We called one in tonight at Delaware but did not get a shot. Calling with barks got the most responses 


Posted using Outdoor Hub Campfire


----------



## fish4wall

thanks for the info  i'm thinking night time is the right time...


----------



## Bulldawg

If you need some websites for some very reasonable light setups shoot me a pm Fish4wall and I can send them too you . If you are serious about doing it at night I suggest a headlamp (red led or red lense ) to scan for eyes with , then a light ( red led ) to mount to your gun (scope ) to shoot them once they come in . It all depends on what you want to spend also , and how long you want to wait for your lights .


----------



## fish4wall

Bulldawg shoot me that info please.. 
I had a scope mount light in my hand at the expo but put it back...i'm a dip shat like that...lol
I just think they are out at night up in Delaware..


----------



## Bulldawg

Will shoot you a pm in the next day or two ! How much you looking to spend ???


----------



## fish4wall

not much..lol  i hate to sound cheap..lol


----------



## fish4wall

hey bulldawg whats that link for them lights?
thanks,


----------



## Bulldawg

Sorry bud my computer has been acting up recently havent been able to do much but log in . But anyways here are a few links !
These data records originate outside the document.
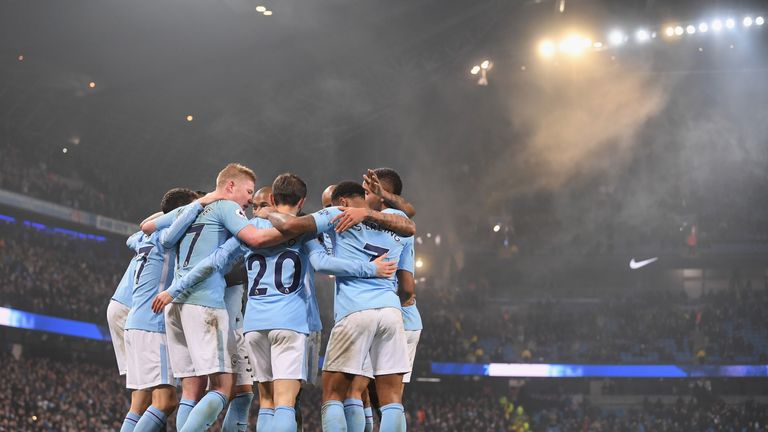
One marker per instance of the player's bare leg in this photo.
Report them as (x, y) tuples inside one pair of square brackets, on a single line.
[(207, 410), (335, 387), (163, 404), (284, 397), (237, 416), (354, 405), (389, 389), (140, 400), (192, 390), (266, 406)]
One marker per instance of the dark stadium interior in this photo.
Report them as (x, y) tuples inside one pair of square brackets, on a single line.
[(533, 190)]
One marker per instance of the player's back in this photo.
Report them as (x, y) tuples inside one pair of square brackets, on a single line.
[(277, 296), (365, 242), (154, 273), (213, 226)]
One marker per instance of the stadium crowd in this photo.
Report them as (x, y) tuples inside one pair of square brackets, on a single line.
[(25, 173), (46, 273), (41, 394), (720, 327)]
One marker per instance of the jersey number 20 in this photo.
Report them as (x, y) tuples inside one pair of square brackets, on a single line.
[(287, 255)]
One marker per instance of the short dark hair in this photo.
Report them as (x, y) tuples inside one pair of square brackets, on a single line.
[(288, 189), (347, 189), (390, 180), (176, 198)]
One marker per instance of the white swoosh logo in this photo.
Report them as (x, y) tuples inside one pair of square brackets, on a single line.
[(634, 265)]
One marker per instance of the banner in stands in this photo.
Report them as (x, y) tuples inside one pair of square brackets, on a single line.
[(32, 321), (66, 213), (529, 370)]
http://http://nighteyespredatorlight.com/new_website_out_of_stock_with_joes_pictures_2_006.htm
http://http://ultrafire-shop.net/UltraFire_Shop.php?view=productPage&product=116&category=3#
http://http://shop.boondock-outdoors.com/main.sc

The Night Eyes lights are what I have and I absolutely love them , the second sight is over in china . They offer some good lights for a much cheaper price because they are direct from the manufacturer, and the last sight I gave is in pennsylvania and they carry all different kinds of lights and kits that have everything you would ever need . But both of the websites that are in pennsylvania , they gentlemen carry top notch equipment with even better customer service . If you have any question dont be afraid to contact them .


----------



## Bulldawg

I did make it out for one stand lastnight with one of my farmers son's . It was only his second time ever coyote hunting . But I was hopeful I could call one in for him and we could get it done ! Well the coyotes were very cooperative lastnight , they were howling even before it was dark out. Which surprised me , but we waited til it got dark so the lights were effective . But after a few howling sequences and some good responses from nearby coyotes at the 30 minute mark I finally pick up a set of eyes up on the hill in the cornfield . I told my partner there was one coming down the hill towards us and to get ready . I wanted it to get a little closer , but just as I was getting ready to tell him to wait "BOOM" . But needless to say the shot was rushed and he missed it . I have called in 5 coyotes from this spot in two trips and still batting 0 for 2 . They are getting pretty educated now !


----------



## fish4wall

Bulldawg thanks for the info!! and you'll get on on that farm...


----------